Le Prix Nobel 2013 de littérature décerné jeudi

L'Américaine Joyce Carol Oates et le Japonais Haruki Murakami sont souvent cités comme favoris pour le Nobel de Littérature 2013. - -
Jeudi, le secrétaire perpétuel de l'Académie suédoise ouvrira la porte de la salle de la Bourse et annoncera le nom du lauréat du prix Nobel 2013 de littérature. On parle déjà du Japonais Haruki Murakami ou de l'Américaine Joyce Carol Oates.

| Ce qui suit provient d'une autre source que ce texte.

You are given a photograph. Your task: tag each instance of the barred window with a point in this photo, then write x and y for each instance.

Mais les experts parient aussi sur d'autres femmes, citant volontiers l'écrivaine biélorusse Svetlana Alexievitch, ou la romancière algérienne Assia Djebar. Au total, 195 auteurs ont été nommés, dont 48 pour la première fois, a simplement consenti à dévoiler la Fondation Nobel.
L'éditeur suédois Svante Weyler, cité par l'AFP, estime que "l'Académie prend un certain plaisir à surprendre, à agir de manière un peu irrationnelle". Pourtant, selon lui, après l'attribution du Nobel au Chinois Mo Yan en 2012, deux choix s'offrent à elle cette année. Soit elle récompense quelqu'un qui ne peut être soupçonné de faire de la politique, soit un auteur engagé politiquement, mais sans que cet engagement puisse faire l'objet d'une controverse dans le monde occidental.

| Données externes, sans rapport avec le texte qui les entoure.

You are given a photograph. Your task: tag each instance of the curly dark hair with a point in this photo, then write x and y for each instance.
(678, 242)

Les noms des poètes Ko Un (Corée du Sud) et Adonis (Syrie) et des romanciers Philip Roth (Etats-Unis) et Ismaïl Kadaré (Albanie) reviennent aussi avec insistance; ces multiples pistes traduisent le mystère dont l'Académie sait entourer son verdict.
Un lauréat à la sagesse de l'âge mûr
Sur le site des paris en ligne Ladbrokes, Haruki Murakami se maintient en tête des favoris "nobélisables" en littérature, devant Joyce Carol Oates, le Hongrois Peter Nadas et le Norvégien Jon Fosse, dont les noms circulent depuis déjà plusieurs années. L'écrivain japonais, dont les oeuvres ont été traduites dans une quarantaine de langues, est révéré dans le monde entier pour ses récits finement ouvragés, souvent fantastiques, sur l'absurdité et la solitude de la vie moderne, sur fond de pop culture.
Pour les élèves de Rinkebyskolan, un collège d'un quartier défavorisé de Stockholm qui reçoit chaque année le lauréat du Nobel de littérature, Haruki Murakami "n'a pas besoin d'avoir écrit beaucoup de livres".
Le mystère sera levé jeudi en fin de matinée. Pour Svante Weyler, l'âge élevé du vainqueur est la seule chose qui ne fasse aucun doute. "En littérature, on est rarement très bon avant d'être vieux, s'amuse-t-il. C'est le contraire des mathématiques, où l'on fait toutes ses découvertes avant d'avoir 25 ans".